Der Anwalt hat Rechtsmittel gegen das Urteil eingelegt. Moritz lobt die gründliche Prozessführung von Richter Ott. «Wenn man bedenkt, dass die Grundlage der Strafzumessung nicht nur die Schwere der Tat, sondern auch der Grad der persönlichen Schuld des Täters ist, wird einem schnell bewusst, warum ein Schleuserprozess nicht innerhalb kürzester Zeit abschließend korrekt verhandelt werden kann.» Der Verteidiger kritisiert, dass Verfahren gegen Schleuser an manchen Gerichten derzeit «im quasi 15-Minutentakt abgearbeitet werden». Solche Verfahren dokumentierten das Versagen der Justiz, «einen juristischen Mindeststandard auch in einer zugegebenermaßen schwierigen Situation zu wahren», sagt Moritz.

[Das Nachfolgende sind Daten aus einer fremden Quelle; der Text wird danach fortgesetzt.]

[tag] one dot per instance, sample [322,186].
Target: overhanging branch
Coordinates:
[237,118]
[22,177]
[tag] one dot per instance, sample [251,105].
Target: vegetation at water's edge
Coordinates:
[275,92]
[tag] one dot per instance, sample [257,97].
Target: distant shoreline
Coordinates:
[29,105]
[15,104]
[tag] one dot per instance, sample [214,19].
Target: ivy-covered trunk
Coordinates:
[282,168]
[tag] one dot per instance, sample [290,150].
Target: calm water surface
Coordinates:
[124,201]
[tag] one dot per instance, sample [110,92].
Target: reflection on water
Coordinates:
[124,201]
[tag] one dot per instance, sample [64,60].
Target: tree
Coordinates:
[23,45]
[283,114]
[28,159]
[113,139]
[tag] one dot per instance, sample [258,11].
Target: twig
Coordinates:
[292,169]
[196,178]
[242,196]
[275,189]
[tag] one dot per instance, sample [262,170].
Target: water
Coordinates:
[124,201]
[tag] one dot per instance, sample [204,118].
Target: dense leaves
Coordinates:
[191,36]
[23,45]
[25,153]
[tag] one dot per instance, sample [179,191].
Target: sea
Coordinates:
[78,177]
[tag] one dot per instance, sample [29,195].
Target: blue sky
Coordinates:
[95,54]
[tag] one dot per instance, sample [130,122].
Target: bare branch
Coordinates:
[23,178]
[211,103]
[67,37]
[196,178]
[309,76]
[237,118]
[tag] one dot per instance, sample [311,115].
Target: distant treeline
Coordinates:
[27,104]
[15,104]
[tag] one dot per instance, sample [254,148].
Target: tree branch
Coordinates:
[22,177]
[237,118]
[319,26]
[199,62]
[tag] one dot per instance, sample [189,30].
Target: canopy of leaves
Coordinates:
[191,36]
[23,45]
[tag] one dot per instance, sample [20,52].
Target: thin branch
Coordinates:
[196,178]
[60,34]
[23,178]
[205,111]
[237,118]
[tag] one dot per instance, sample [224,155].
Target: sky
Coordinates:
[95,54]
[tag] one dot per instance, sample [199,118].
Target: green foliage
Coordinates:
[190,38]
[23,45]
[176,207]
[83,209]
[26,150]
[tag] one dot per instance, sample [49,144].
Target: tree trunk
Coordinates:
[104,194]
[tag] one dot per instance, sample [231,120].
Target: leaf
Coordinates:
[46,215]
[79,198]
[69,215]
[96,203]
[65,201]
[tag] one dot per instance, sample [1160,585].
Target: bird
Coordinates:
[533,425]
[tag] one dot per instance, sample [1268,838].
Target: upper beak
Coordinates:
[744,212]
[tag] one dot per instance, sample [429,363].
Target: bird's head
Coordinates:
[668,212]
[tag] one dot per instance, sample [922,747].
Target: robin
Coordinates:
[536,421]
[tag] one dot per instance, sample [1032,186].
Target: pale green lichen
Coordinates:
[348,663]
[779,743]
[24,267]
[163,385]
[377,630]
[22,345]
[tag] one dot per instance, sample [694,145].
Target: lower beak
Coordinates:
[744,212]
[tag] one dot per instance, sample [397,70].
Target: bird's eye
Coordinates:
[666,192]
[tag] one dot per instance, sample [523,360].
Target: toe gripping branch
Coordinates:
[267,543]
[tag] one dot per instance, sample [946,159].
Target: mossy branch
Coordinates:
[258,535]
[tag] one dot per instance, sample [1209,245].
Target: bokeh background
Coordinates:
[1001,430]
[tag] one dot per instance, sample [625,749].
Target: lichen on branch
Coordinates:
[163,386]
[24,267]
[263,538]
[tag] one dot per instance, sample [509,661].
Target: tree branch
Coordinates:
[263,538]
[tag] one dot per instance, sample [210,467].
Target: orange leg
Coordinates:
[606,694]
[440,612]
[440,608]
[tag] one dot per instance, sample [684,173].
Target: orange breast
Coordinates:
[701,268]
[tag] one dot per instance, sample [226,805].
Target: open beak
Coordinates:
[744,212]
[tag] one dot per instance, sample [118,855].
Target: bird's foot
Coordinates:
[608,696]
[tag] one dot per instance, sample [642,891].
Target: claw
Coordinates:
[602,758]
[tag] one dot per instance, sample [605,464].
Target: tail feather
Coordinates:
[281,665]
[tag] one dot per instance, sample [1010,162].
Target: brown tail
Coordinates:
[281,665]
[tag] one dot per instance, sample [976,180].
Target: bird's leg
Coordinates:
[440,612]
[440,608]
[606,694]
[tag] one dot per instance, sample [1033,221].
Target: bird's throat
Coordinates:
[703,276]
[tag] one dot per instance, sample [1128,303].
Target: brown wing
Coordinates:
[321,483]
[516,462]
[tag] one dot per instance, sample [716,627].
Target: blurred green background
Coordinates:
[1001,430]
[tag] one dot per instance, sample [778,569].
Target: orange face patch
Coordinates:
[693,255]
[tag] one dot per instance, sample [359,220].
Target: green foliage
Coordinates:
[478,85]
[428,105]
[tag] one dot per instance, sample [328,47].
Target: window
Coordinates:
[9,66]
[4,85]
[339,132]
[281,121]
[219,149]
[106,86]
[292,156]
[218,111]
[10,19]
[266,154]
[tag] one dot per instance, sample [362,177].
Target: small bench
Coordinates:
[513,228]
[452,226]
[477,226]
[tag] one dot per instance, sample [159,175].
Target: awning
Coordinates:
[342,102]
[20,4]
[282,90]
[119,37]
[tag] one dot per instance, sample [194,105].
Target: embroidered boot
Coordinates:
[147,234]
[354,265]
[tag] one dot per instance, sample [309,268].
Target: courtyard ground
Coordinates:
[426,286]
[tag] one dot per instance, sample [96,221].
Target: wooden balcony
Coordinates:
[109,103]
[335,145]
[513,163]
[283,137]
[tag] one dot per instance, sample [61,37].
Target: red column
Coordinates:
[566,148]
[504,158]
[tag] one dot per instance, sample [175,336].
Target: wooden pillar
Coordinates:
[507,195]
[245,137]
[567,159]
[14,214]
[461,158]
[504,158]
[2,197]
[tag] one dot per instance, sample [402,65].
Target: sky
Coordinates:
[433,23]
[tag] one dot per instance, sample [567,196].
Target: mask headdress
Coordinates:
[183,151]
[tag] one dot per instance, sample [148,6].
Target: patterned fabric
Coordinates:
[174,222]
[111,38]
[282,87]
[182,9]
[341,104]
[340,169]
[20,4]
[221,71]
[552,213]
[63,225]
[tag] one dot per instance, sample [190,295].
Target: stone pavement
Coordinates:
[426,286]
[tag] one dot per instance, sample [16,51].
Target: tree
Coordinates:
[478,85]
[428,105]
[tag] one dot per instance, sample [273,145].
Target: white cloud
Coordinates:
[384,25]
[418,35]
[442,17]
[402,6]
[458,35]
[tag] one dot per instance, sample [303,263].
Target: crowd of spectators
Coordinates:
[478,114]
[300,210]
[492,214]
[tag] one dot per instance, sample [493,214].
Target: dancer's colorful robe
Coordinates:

Nur wenige Stunden vor dem Traunsteiner Verfahren steht ein 47-Jähriger vor dem Amtsgericht Rosenheim. Auch in dem Fall lautet die Anklage auf Einschleusen von Ausländern. «Ich habe nicht geglaubt, dass ich im Gefängnis lande, wenn ich jemandem helfe», sagt der Automechaniker aus Rumänien. Im Zug von Wien nach München hätten ihn acht Frauen und Männer aus Pakistan und Indien angesprochen, ob er ihnen Tickets nach München besorgen könne. «Ist es ein Verbrechen, Fahrkarten zu kaufen?», fragt er Richterin Bärbel Höflinger.
In der Verhandlung stellt sich heraus, dass der Angeklagte doch nicht aus reiner Nächstenliebe handelte. Er knöpfte den Flüchtlingen zusammen mehrere hundert Euro für die Tickets ab, kaufte aber wesentlich billigere Sammeltickets. Die Differenz - immerhin 270 Euro - behielt er für sich - der Schleuserlohn. Einem Flüchtling kam die Sache gleich komisch vor. Bei seiner Vernehmung durch die Bundespolizei nach der vorläufigen Festnahme in Rosenheim sagte der Vater von vier Kindern: «Ich glaube, er wollte uns betrügen.»
Verteidiger Hans Sachse meint in seinem Plädoyer: «Den ganz großen Schleuser kann ich hier nicht erkennen.» Das sieht auch die Richterin so. «Sie sind weder Teil eines organisierten Schleuserrings noch haben Sie aus Nächstenliebe gehandelt», sagt Höflinger in ihrer Urteilsbegründung. Das Strafmaß: elf Monate Haft ohne Bewährung, weil der 47-Jährige bereits mehrere Vorstrafen auf dem Kerbholz hat.